To my surprise, Nora Jo latched on immediately and instinctively, and that was pretty much that. Breastfeeding has been the first part of my motherhood journey that has felt “easy” and has come naturally to me. And as a mama with a chronic disease that frequently calls the shots, this has meant the world to me, more than I anticipated. I never mean to boast about our journey, but I do want to celebrate and appreciate my body for all it has accomplished and given me.
Don’t get me wrong — it hasn’t been unicorns and rainbows all the time. There were plenty of times, especially in her first year, when I was ready to move on. I’ve always just taken it one day at a time (or one feeding at a time, rather) and followed her lead. Whenever she shows me she wants to nurse, I rise up to meet her need. Whenever she shows me she’s not interested, I simply walk beside her.
Embracing Newfound Courage
This whole breastfeeding journey has shown me the loveliness of give-and-take, and it has given me a new appreciation for my body. I am not a failure, and neither is my body. My body happens to have additional hurdles to overcome when it comes to any aspect of motherhood, but every day, I wake up and fight them all.
I frequently worried about my daughter watching me navigate a chronic disease, but I’m not afraid anymore. I know she will witness a strong woman with fight in her knowing her worth and always trying her absolute best in any scenario.

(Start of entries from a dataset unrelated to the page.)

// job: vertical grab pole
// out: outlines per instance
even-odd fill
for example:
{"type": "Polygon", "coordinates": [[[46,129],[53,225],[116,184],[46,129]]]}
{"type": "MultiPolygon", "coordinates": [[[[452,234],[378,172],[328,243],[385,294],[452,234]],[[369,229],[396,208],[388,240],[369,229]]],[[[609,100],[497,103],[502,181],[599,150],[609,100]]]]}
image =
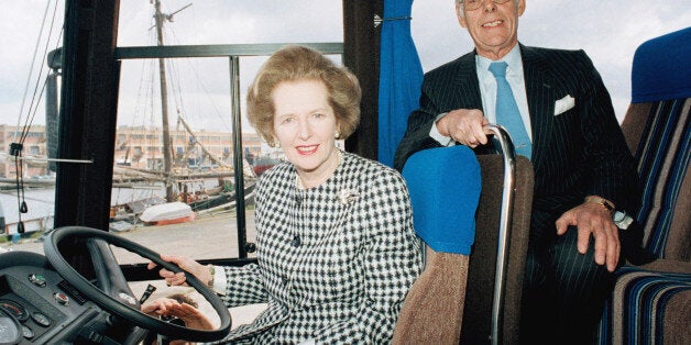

Our breastfeeding journey is so special to me, but most of all, I’m grateful for the lessons it has taught me that I wasn’t expecting as a woman with a chronic disease.
On To the Next . . .
This chapter of breastfeeding with a chronic disease is coming to a close. We are moving forward with renewed strength, clear heads, and appreciation beyond belief. As with everything in mamahood, here we go, on to the next.